Season 4 had only one such high point, in the first half of a 2-part "grand finale". Beka Valentine (again) discusses with Rommie her feelings of unease about a deeply pacifist society the crew have encountered. They compare this to her reactions to the evil "Abyss". Rommie adds observations on life, and in particular on Beka's need for goals in life.
That's six really good scenes or episodes involving women talking to each other (about something other than a man) out of sixty-six episodes. Another 21 with shorter or less impressive scenes. I could make excuses for some ("oh, that episode was about this male character's development alone, so it's natural they'd all talk about him", "well, the plot required that all the women go off doing different things so they couldn't talk to each other") but ultimately those are the totals.

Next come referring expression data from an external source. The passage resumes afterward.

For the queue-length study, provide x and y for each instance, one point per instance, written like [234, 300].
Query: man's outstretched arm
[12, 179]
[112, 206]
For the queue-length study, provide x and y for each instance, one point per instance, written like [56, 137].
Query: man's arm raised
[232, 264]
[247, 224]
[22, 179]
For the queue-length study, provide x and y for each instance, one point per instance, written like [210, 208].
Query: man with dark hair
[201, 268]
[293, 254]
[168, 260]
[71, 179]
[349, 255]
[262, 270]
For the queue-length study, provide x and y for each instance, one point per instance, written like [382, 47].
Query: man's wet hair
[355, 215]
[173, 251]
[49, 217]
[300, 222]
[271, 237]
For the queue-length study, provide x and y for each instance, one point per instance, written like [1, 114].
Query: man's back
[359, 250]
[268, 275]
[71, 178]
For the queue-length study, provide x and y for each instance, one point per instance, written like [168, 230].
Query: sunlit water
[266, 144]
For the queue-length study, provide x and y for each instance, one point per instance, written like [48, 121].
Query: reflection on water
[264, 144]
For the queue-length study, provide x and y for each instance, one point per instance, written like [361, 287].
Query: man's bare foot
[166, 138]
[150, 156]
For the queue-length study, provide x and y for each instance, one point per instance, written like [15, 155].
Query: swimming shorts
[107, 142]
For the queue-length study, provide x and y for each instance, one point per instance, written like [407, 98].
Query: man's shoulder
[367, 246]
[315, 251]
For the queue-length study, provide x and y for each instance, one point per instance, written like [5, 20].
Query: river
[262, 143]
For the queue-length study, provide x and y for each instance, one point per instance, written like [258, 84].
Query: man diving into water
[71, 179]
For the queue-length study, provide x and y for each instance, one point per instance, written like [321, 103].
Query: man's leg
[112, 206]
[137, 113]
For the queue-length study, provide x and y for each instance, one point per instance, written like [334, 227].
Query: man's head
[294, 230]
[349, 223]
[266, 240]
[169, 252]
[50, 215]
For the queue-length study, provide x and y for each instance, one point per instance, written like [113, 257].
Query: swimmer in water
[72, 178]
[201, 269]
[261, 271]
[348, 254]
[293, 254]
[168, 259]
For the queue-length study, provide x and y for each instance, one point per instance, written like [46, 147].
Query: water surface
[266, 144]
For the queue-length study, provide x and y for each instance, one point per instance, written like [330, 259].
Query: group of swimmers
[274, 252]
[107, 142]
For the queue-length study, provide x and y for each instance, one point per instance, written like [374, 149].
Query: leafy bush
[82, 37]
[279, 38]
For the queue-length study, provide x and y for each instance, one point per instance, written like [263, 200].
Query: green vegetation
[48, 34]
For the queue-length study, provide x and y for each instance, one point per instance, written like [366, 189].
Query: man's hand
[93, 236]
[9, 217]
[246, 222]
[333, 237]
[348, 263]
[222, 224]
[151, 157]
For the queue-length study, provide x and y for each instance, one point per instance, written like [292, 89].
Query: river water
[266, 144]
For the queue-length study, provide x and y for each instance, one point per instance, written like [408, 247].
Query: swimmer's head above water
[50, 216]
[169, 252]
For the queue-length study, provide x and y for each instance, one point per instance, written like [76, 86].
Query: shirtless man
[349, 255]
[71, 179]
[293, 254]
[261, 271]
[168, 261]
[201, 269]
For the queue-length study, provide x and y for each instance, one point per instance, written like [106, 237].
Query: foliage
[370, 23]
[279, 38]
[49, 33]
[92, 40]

I still like Andromeda for those strong, self-determining female leads (Rommie/Andromeda herself is perhaps less self-determining, being an artificial lifeform, but in a season 2 episode, she's pretty much given the bulk of the story to develop her character as an independent and self-determining role). The fact that they don't, generally, stick to standard female ideals is also refreshing: Beka is a brilliant pilot, can hold her own in a fight, and generally likes the dirtier side of life being essentially a crook in her own right; Andromeda identifies as a warship and her hobbies are blowing stuff up, and building new missiles out of asteroids; even Trance, the most familiarly feminine in role, is proud of being able to drink people under the table and can act really tough when she needs to.
But, with those strong characters, it says something when the show can't even get 50% of its episodes to pass the Bechdel test (and let's face it, with 60% of the episodes watched, that's got to be a reasonable sample).